How to help your anxious child 

  • Structure their day. As parents, we often think that setting boundaries for a child is a way to make our lives easier, but kids benefit from boundaries, too. It is easy for children to get bored or fretful if they are facing a day without structure and anxiety can thrive under those circumstances. Make sure that you are structuring their days when they are “cooped up” at home.
    • Alternate chores or schoolwork with more fun activities that your children enjoy and periods of free time.
    • As restrictions lift, be sure to incorporate safe, outdoor activities that comply with social distancing principles as well. Make sure children are still getting the chance to exercise.
    • Encourage your child to socialise with friends via video chats and social media if they have access to these platforms. This is especially important for teenagers who thrive on social interaction with their peers.
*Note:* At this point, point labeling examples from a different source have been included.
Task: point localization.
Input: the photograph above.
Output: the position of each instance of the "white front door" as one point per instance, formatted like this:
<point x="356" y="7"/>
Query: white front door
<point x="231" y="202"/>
  • Avoid giving too much reassurance. Avoid getting into a cycle of providing too much reassurance. Children of all ages can become too reliant on reassurance and want to hear it more and more often, and when a parent isn’t able to give them complete reassurance, their anxiety can worsen. Instead, try the following:
    • Remind kids of the things they are doing to take care of themselves (like washing their hands, wearing a mask when in public, and staying indoors),
    • Remind children of what they can still enjoy despite challenges,
    • Encourage children to focus on the present.
    • Give them hope for the future, by asking them to make a list of, or draw things, they are looking forward to doing when the lockdown is over. This creates a sense that current circumstances are only temporary.

 

  • Don’t be afraid to discuss the coronavirus. Not talking about something can make children worry more. Convey the facts in a realistic and reassuring way. You can, for example, say, “People are getting sick, but most of them get well and healthy again”.

 

  • Acknowledge your own anxiety. Take care of yourself. Remember to “put the oxygen mask on first” before you help your child. If your own wellbeing is compromised, you might miss signs that your child is struggling, and you will not be able to support them as best you can.

 

  • Focus on what you’re doing to stay safe. Kids feel empowered when they know what to do to keep themselves safe. Remind them that if they wash their hands frequently and wear their masks in public, they will be safe. You can create a handwashing song to make this activity more fun for younger children.

  • Calm yourself. Don’t share your worries with your children or become panicked. If you are feeling anxious, find ways to deal with these anxieties. The way you react to the current crisis will teach your children how to deal with future challenges.

 

  • Be aware of signs and symptoms that your child may be experiencing anxiety. Now is not the time to “wait and see”. Seek professional help if your child’s normal functioning is impaired by their anxiety.